К таким моментам относятся и приведенные нами три эпизода, три судьбоносных события, каждое из которых могло бы составить достойное продолжение романа о царском арапе. «А жаль, что не кончил!»
Пушкин, несомненно, вернулся бы к художественному осмыслению Петровской эпохи – на новом творческом и философском уровне. И можно повторить слова писателя-пушкиниста Вс.Н.Иванова: «Мы должны скорбеть глубоко, что ранняя смерть не дала Пушкину осуществить свой великий замысел – создать исторический роман о Петре Первом – в нем бы Россия имела великие исторические осознания. Великая потеря»204.

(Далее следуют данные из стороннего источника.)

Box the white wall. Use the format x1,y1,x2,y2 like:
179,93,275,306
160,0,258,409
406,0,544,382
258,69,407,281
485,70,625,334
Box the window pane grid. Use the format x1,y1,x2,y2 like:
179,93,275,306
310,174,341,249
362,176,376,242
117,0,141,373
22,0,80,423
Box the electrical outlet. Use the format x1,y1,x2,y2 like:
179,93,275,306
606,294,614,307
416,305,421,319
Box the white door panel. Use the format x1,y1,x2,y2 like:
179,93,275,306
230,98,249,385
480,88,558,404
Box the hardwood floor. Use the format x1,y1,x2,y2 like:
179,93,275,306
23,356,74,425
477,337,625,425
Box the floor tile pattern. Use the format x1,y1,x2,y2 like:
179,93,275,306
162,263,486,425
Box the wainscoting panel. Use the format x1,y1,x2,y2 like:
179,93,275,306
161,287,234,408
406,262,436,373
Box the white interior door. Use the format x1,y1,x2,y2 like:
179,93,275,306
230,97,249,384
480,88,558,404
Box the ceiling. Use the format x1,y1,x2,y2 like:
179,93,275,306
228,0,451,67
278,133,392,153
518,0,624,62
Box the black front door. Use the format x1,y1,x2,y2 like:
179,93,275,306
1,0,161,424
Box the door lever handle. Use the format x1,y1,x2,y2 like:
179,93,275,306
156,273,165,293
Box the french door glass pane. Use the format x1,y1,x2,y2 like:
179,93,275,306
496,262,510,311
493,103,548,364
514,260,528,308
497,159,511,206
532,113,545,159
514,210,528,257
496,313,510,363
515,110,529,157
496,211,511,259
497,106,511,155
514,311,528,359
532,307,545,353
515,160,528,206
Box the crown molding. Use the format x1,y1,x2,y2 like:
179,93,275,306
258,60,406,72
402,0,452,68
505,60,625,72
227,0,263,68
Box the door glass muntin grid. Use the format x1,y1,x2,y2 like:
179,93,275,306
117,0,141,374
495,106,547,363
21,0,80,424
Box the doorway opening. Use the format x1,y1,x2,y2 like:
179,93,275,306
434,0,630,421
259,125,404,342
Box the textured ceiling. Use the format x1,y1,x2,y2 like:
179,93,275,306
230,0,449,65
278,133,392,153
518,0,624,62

Пытаясь рельефнее представить художественный мир пушкинского романа о царском арапе, я как-то попробовал на листе бумаги графически изобразить все видимые (и невидимые на первый взгляд) связи «Арапа Петра Великого» с предыдущим и последующим творчеством Пушкина, с русской и европейской литературой как допушкинского, так и современного ему периода. Получился замысловатый многолучевой узор, немного напоминающий морскую «розу ветров», на стрелках которой – вместо названий частей света – стояли названия десятков произведений самых разных жанров и направлений.
«Творчество Пушкина воздействовало на дальнейшую литературу двояким образом: как совокупность его произведений и заключающихся в них мотивов, образов, картин, проблем и идей и как некая единая художественная система. И в том, и в другом отношении посмертная жизнь произведений Пушкина была богатой и плодотворной», – писал Б.В. Томашевский205.
Лежат снега белее облак,
белей лебяжьего крыла,
И странен абиссинский облик
слуги Великого Петра…
М. Сергеев. «Перо поэта»
Рассказывая о судьбе пушкинского романа в целом, мы обязательно должны остановиться на образах главных его героев, поговорить и об их судьбе – литературной и исторической. Потому что многое из того, что Пушкин задумал поведать в своем романе, было уточнено, углублено им в других произведениях – в стихах и прозе. «Знакомцы давние», герои романа о царском арапе, стали спутниками всей его жизни, обрели литературных наследников в творчестве самого поэта, в книгах других русских писателей.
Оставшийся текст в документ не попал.